Skiing along the next day, the top of a 100-foot red pine exploded with the sound of three huge turkeys taking flight. Later, a chickadee debated whether to land on my shoulder as I stopped for water running out of a pipe at a campground. And although I‘ve never seen an elk, their footprints often meander through the snows west of the Pigeon River. Each year I go back, hoping to spot the herd far out by Grass Lake or the lost ghost town of Cornwall, never really caring that I miss them. Those elk will provide a good excuse to go camping again next year. Or maybe to even hike the 75-mile High Country Pathway, which wanders around the forest between Atlanta and Wolverine.
I‘m tempted to say you don‘t know what you‘re missing, because the best of Northern Michigan is out where few people go: the Pigeon River Forest, the backcountry of the Sleeping Bear Dunes, Lake Michigan‘s island archipelago and a half-dozen other places that will go unnamed. Many times I‘ve had virtually the whole of the Pierce Stocking ski trail at the Dunes or the Munsey Lakes Trail near Ranch Rudolf entirely to myself on a sunny day, knowing that the big box stores and malls in town are packed to the gills.

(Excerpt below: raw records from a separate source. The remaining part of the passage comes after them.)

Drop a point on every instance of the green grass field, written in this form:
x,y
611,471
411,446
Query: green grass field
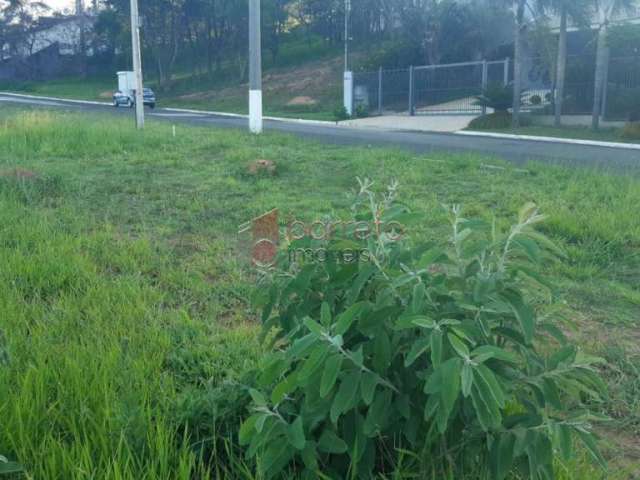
x,y
124,292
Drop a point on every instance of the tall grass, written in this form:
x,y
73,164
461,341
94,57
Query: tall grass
x,y
124,310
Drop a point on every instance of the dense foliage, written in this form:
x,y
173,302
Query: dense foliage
x,y
428,356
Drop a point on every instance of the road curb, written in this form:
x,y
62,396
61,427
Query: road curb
x,y
571,141
56,99
171,109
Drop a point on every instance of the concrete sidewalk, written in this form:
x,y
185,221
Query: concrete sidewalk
x,y
418,123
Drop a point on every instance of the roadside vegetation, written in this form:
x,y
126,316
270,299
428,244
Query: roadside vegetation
x,y
129,340
294,86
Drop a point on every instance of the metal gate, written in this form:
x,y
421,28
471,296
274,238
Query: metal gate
x,y
428,90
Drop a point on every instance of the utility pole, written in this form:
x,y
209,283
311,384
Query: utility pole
x,y
255,68
347,80
137,63
347,14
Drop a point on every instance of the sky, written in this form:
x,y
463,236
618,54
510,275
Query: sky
x,y
60,4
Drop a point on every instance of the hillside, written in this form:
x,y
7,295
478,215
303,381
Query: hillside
x,y
292,88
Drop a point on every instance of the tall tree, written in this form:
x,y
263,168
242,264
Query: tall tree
x,y
520,28
578,12
605,11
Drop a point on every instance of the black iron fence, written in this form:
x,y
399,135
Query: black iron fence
x,y
453,88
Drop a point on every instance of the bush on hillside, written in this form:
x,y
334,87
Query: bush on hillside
x,y
362,111
496,121
340,113
496,96
434,352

This isn‘t registered as a complaint -- it‘s just an observation that we live in a woodland paradise, blessed with some of the finest lakes, beaches and trails in the world, yet relatively few of us ever venture out to enjoy them. I know that I‘m 100 times more likely to see our local environmentalists at a coffee shop in town than I am in 10 years of hiking through the forests of the region or walking miles of empty beaches along Lake Michigan.
The same phenomenon is true for local entertainment. Years ago, I noticed that the same core group of 500 people or so turned out for all of the Interlochen shows, local plays and concerts in town -- same faces every time. That‘s still basically true, although their numbers have grown and different places have different constituencies. The crowd at Streeters, for instance, probably won‘t be in attendance the next time the Canadian Brass plays Interlochen, and vice-versa for the next time Static-X hits town. The only time you ever see an entire town in the region turn out for anything en masse is the Fourth of July fireworks.
It all gets down to different strokes for different folks. Each night on the evening news, I see hundreds of people enjoying local high school basketball, football and hockey games. I can‘t imagine attending such an event unless you had a child on the team, but high school sports are the main entertainment in our region outside of television, enjoyed by the majority of those who live here. That‘s what represents the “best“ for them -- a happy, safe place for kids to grow up, pursuing goals which are still as innocent and energetic as a bouncing ball.
I‘m often amazed lately that Northern Michigan hasn‘t become a complete wreck with all of the development that‘s gone on here over the past 10 years or so. Somehow, you can still find the good things about our region close at hand -- you can still see the good things we have so clearly. I‘m just glad, reflecting on this “Best of Northern Michigan“ issue, that we still have so many good things to go around.